Law.com Subscribers SAVE 30%

Call 855-808-4530 or email GroupSales@alm.com to receive your discount on a new subscription.

It's 12 O'Clock: Do You Know Where Your Data Are? IP Protections for Databases

By Gary S. Morris
May 01, 2004

An economist once said that the reason talk is so cheap is because the supply generally exceeds demand. Not so with information. No matter how much is produced, people always seem to want more. And more information means more databases, and the amount of work involved in compiling and organizing information into databases can be staggering. Yet, in many cases, anyone can copy the stored data and essentially replicate all or a portion of the database at a mere fraction of the cost of creating the database in the first place. Some have argued that this freedom to copy acts as a disincentive for anyone to organize information into databases. After all, if the creator can't expect to reap a fair economic reward for the effort expended, why bother?

Patchwork U.S. Protection Scheme

Various aspects of databases can be protected under existing intellectual property regimes. Patents can be used to protect the ideas that underlie new and useful ways of storing, searching for, and retrieving information from a database. For example, Google has several patent applications pending for its successful technology. See, e.g., U.S. Pat. No., 6,678,681, “Information Extraction From a Database.” Copyright law affords protection for creative expression, such as creative material stored in a database and unique ways of compiling the stored information. But that's more or less where protection for databases afforded by existing law stops. Even though they can be costly to compile, databases often are compilations of facts, which cannot be patented or copyrighted, and often employ existing tools and methods that likewise cannot be protected. In other words, the database owner cannot rely on existing patent and copyright law to prevent the reproduction of much of the information and functionality contained in a database.

Does Europe Offer A Solution?

To overcome these limitations of existing intellectual property laws, the European Parliament and the Council of the European Union have passed Directive 96/99/C, which mandates the establishment of a new right to specially protect databases. This Directive mandates that member states provide a right for the maker of a database to prevent others from extracting and reusing all or a substantial part of the maker's database, provided the maker can show that creating the database involved a substantial investment. This right stands in addition to whatever copyright and patent rights may already belong to the owner of a database. To encourage others outside of Europe to enact similar protections, the Directive includes a reciprocity clause that states that data provided by another country and used in Europe will only be protected if that country's laws include equivalent database protections.

Free Speech and Free Data

To date, the United States has declined to do so. Database protection legislation is routinely introduced every year in Congress, where it is always killed in committee by free speech advocates and corporations with adverse interests. See, e.g., HR 3261, “Database and Collections of Information Misappropriation Act” (2004).

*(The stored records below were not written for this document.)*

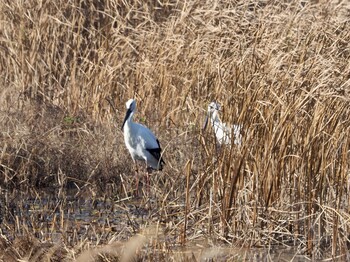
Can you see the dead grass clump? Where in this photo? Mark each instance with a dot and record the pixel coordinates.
(279, 68)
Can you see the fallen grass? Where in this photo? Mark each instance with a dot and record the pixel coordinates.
(279, 68)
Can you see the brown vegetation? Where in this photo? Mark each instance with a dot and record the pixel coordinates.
(279, 68)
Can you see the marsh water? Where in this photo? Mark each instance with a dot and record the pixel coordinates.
(74, 219)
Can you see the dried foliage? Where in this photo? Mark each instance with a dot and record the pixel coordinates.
(279, 68)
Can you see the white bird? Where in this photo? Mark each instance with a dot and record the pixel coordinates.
(140, 141)
(222, 131)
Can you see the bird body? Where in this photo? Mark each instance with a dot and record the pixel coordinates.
(140, 141)
(223, 131)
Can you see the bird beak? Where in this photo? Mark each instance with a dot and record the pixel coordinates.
(127, 115)
(206, 122)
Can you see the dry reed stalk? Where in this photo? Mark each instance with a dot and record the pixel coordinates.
(279, 68)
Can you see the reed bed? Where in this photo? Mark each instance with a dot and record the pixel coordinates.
(279, 68)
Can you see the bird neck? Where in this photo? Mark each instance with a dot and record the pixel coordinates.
(129, 121)
(214, 118)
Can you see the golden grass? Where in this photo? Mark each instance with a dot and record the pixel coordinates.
(279, 68)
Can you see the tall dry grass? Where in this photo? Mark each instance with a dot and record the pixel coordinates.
(279, 68)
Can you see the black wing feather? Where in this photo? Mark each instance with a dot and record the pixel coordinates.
(157, 153)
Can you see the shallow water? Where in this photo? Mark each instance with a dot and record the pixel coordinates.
(72, 220)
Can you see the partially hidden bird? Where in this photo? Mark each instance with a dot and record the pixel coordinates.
(223, 131)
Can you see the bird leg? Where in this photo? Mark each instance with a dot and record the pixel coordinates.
(136, 170)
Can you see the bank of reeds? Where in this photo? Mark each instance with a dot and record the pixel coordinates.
(279, 68)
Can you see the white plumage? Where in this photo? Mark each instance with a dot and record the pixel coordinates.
(223, 132)
(140, 141)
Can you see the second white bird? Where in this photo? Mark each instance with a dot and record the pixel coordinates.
(223, 132)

They argue that facts must remain freely available to all, in whatever form, and that enacting special protection for databases would impair their availability. See, e.g. Zetter, K: Hands Off! That Fact is Mine. Wired Magazine, March 3, 2004.

If at First Patents Don't Succeed, Try Copyrights

Fortunately, the database owner in the United States is not entirely without recourse to stop copying. Copyright law does protect some aspects of databases. For example, copyright law can protect the way in which the data is organized in the database, provided there is more than one way to do so. The database owner can sue a person for copyright infringement for copying the data from the database and organizing it in the same way as in the owner's database. All the owner needs to prove to show copyright infringement is ownership of a valid copyright, and that the copyrighted material has indeed been copied by the accused infringer. See Feist Publications, Inc. v. Rural Tel. Serv. Co., 499 U.S. 340 (1991).

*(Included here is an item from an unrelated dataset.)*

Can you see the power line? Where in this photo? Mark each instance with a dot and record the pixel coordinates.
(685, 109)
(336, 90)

And yet, proving actual copying can be problematic. The contents of many databases are facts that often are widely available in an uncompiled form from various sources. The accused infringer can argue that he independently compiled the contents of the database, and that he independently created the arrangement used in his database, ie, that the similarity in arrangement between his database and the owner's database is coincidental. Indeed, independent creation is a defense to copyright infringement.

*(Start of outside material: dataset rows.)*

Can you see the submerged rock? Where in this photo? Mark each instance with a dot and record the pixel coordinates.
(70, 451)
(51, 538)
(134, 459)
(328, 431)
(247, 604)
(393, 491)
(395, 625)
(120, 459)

Courts have widely recognized the difficulties inherent in proving actual copying. See, e.g., Roth Greeting Cards v. United Card Co., 429 F.2d 1106 (9th Cir. 1970). Consequently, copying is usually established by showing that the defendant had access to the allegedly copied work, and that the defendant's work is substantially similar to it. See, e.g., Langman Fabrics v. Graff Californiawear, Inc., 160 F.3d 106, 115 (2d Cir. 1998).

Substantial similarity stands on its own, as the original and the accused databases can be compared side by side. But showing that the defendant had access to the original database can be difficult. Sometimes, accesses to a database are not tracked by the owner. Even if they are, a determined copier can use a third party to access the owner's database and pull data from it, or use electronic anonymizing techniques such as a proxy.

Watermarking: The Invisible Technical Solution?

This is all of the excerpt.